Now look at how they frame their message for men. This Excedrin ad is all about vitality. Excedrin builds the ego of aging weekend athletes by reinforcing their own skewed view of themselves as active, fun-loving running backs. It is no coincidence that the sport showcased is the manly, rough-and-tumble game of football. The message is that popping an Excedrin releases the customer’s lively and vital essence. This marketing speaks directly to their fears of aging. “Don’t worry, you’re still young and vibrant.”
As for overachievers? This Excedrin ad does a great job of selling a new product with new features, but Excedrin gave the message emotional resonance by presenting it as a solution custom built for achievers. This man is downright proud of his busyness. These customers like to see themselves as so important and capable that they don’t have time for a headache. “Don’t let a headache interfere with your awesomeness.”
Things to Remember
Many times the primary motivation behind a brand preference has nothing to do with the product and its direct effects. Smart marketers will start their search for an emotional marketing connection with a careful analysis of their customer’s deepest passions. That means putting the company’s own product agenda on a shelf and developing an intimate understanding of every part of their customer’s lives. The researchers find the passions that deeply motivate customers, then they find a way to build a bridge to those passions.

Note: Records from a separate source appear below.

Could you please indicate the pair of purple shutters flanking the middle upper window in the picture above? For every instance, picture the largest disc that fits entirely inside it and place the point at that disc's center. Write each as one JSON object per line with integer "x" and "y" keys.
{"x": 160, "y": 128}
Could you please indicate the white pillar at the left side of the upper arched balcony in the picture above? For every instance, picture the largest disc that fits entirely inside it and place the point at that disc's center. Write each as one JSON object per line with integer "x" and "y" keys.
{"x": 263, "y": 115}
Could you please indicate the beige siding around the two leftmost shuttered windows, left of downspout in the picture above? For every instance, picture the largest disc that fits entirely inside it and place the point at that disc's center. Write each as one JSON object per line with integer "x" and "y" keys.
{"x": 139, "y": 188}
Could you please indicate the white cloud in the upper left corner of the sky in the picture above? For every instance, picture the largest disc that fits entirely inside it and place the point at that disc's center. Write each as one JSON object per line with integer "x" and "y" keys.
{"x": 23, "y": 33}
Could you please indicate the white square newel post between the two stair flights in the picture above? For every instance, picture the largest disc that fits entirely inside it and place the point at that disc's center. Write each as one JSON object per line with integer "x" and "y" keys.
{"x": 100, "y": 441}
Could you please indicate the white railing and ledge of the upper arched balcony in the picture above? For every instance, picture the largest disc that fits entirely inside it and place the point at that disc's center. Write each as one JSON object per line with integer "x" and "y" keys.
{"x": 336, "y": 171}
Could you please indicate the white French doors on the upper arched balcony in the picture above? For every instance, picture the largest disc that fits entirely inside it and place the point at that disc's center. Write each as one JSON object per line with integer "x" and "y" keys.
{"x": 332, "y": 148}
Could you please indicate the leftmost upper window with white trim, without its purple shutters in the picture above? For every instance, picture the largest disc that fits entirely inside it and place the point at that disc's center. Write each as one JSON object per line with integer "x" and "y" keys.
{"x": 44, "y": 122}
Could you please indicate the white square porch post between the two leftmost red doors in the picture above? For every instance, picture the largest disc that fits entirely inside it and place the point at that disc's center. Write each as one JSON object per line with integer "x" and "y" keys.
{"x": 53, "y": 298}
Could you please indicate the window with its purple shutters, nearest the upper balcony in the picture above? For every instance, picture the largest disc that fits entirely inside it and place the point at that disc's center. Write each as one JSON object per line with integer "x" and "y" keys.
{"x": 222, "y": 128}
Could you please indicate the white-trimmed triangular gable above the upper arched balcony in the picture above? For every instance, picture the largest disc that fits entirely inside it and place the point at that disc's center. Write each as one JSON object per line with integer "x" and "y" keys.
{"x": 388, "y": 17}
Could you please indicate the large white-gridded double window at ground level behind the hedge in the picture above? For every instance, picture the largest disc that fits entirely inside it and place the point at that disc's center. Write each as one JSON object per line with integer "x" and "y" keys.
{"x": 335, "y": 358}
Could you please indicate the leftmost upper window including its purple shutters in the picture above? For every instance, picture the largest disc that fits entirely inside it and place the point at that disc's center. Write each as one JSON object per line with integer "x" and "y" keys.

I’m willing to bet that the marketers at Excedrin begin their marketing research by sitting down with mothers and talking about everything in their lives – job, family, frustrations, hopes, dreams, and worries. The researchers are smart enough not to assume that customers care that much about pain relievers. They don’t define their customers as “mothers who use pain relievers.” Instead, they define their customers as “mothers who are driven to do the best for their families.” Then, they find a way to build a bridge to that powerful motivator. They build a story about how pain relievers can help mothers achieve their most treasured goal.
Never let your own preoccupation with your product distract you from the singular goal of all marketing efforts – making your customers’ dreams come true.